Insanlarin tipki otoburlar gibi yirtici disleri degil, cigneme disleri belirgindir. Etoburlarin tükürügü asitlidir, otoburlarin ve insanlarinki ise alkalik. Agizdaki tükürük bezelerinin salgiladigi Pityalin (bir α-amilaz) enzimi karbonhidratlari daha kisa parcalara (oligosakkaritlere) böler ve bu sekilde ön bir sindirim fonksiyonu gerceklestirir. Pityalin bundan dolayi tahil gibi bitkisel yemlerden beslenen canlilar icin tipiktir ve insanlardada bulunur.
Otoburlar (ve biz insanlar) vitamin c’yi distan alirlar (bitkilerden), etoburlar ise kendi vücutlarinda üretebilme gücüne sahiblerdir. Terleme sistemimiz’de otoburlara benzer, cünkü tipki otobur hayvanlar gibi milyonlarca deri gözenekleri üzerinden terleriz, etoburlar ise organizmalarini ter bezeleri sayesinde degil, dilleri üzerinden sogutur – fakat deri gözenekleri yoktur.

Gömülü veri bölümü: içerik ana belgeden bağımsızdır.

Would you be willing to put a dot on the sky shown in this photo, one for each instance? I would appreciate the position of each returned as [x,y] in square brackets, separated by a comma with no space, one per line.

Bazi yag asitleri bizim icin temeldir, yani organizmamiz onlari üretemez ve distan (besinle) almak zorundayizdir. Örnegin omega-3 ve omega-6 yag asit ihtiyacini balik yiyerek giderebildigimiz söylenir. Fakat her ikiside bitkisel yaglarda bulundugu icin, genelde hic balik eti yemesek bile, cok rahatikla ihtiyacimizi karsilayabiliriz. omega-6 asitleri bir yigin bitkisel yaglarda’da bulunur (örnegin ay cicek yaginda). Ayni sekilde omega-3 asitleride bitkisel (kolza ya da soya) yaglarda bulunur. Önemli nokta, bu asitlerin balikta bulunmasinin nedeni, baligin onlari üretmesi degildir. Balikta, onlari yedigi yosunlardan ve fitoplanktondan (bitkisel plankton) alir. Yani aslinda bu temel yaglari et’den degil, endirekt bir sekilde yine bitkiden aliriz.
Insanlar kolaylikla ve saglik durumlari  zarar görmeden etsiz beslenebilirler, fakat sadece etden beslenemezler. Bazi insanlar doga sartlarindan dolayi sadece etden besleniyorlar, örnegin bazi eskimo halklarin sadece baliktan beslenmesi gibi. Yinede eksiklik belirtileri olmuyor, fakat bunun nedeni tekrar et yemeleri degil, yedikleri hayvanin bitkilerden aldigi ve etinin icinde bulundugu besinlerdir.